Tuesday, July 12, 2005

The Spelling Book

1690 New England Primer

Konrad Tuchscherer mentions one other possible influence on the creation of the Vai syllabary - the English speller.

"There remains, however, a possible mission influence on the creation of a syllabary which turns, not on individuals, but on one piece of school equipment, the spelling book. ... As even today, the spelling books presented certain words broken up into syllables. We know that Sequoyah, before he invented his syllabary, saw a spelling book. It is ... just possible that ... this gave them the idea of analysing and representing language in syllables." p. 480

Here is where a picture is worth a thousand words. What did a speller look like in the 1830's? This illustration is from a 1690 New England primer.
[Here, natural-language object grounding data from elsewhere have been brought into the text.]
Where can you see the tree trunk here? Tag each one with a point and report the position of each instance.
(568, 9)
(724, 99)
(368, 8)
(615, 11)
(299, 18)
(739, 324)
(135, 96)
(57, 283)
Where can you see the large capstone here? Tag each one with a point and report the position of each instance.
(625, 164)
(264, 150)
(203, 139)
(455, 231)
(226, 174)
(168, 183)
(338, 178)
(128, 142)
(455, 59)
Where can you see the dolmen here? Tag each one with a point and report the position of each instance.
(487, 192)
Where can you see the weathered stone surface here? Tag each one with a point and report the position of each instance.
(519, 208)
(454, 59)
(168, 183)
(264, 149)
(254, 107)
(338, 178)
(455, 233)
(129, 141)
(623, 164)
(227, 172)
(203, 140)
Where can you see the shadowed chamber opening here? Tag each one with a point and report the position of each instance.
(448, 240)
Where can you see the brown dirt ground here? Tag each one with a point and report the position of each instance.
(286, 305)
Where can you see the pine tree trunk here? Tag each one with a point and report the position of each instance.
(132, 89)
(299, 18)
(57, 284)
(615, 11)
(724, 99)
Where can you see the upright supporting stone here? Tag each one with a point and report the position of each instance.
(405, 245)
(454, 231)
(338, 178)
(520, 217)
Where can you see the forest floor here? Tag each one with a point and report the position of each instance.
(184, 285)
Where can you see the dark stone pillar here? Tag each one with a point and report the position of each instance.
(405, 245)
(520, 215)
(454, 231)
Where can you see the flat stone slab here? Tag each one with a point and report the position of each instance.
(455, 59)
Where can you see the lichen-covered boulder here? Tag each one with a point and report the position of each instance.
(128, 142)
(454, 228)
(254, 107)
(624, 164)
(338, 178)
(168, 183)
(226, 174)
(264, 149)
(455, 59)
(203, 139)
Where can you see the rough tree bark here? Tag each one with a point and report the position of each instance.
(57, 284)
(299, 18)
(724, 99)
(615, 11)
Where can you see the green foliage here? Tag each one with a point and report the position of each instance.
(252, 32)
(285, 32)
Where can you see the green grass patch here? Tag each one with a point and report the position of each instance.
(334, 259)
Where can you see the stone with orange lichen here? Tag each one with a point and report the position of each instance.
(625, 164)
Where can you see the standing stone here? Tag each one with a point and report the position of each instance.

There is evidence that reading was taught in this way up until the 1840's if not later.

"In his lectures and reports beginning in 1841, Mann attacked the alphabetic and syllabic methods of teaching reading as meaningless repetition of "skeleton-shaped ghosts." He pointed out, for example, that l- e- g, does not spell "leg" but "elegy" From Teaching Reading - A History by R. M. Wilson.

Certainly other missionaries were still using a syllabic method to teach reading in 1859. In the Sandwich Islands the missionaries were having students copy "the alphabet, syllabic, and reading lessons of the spelling-book, and the scripture extracts" Polynesian Researches chap.1.

Could the mundane English primer be the inspiration for the Cherokee and Vai syllabaries?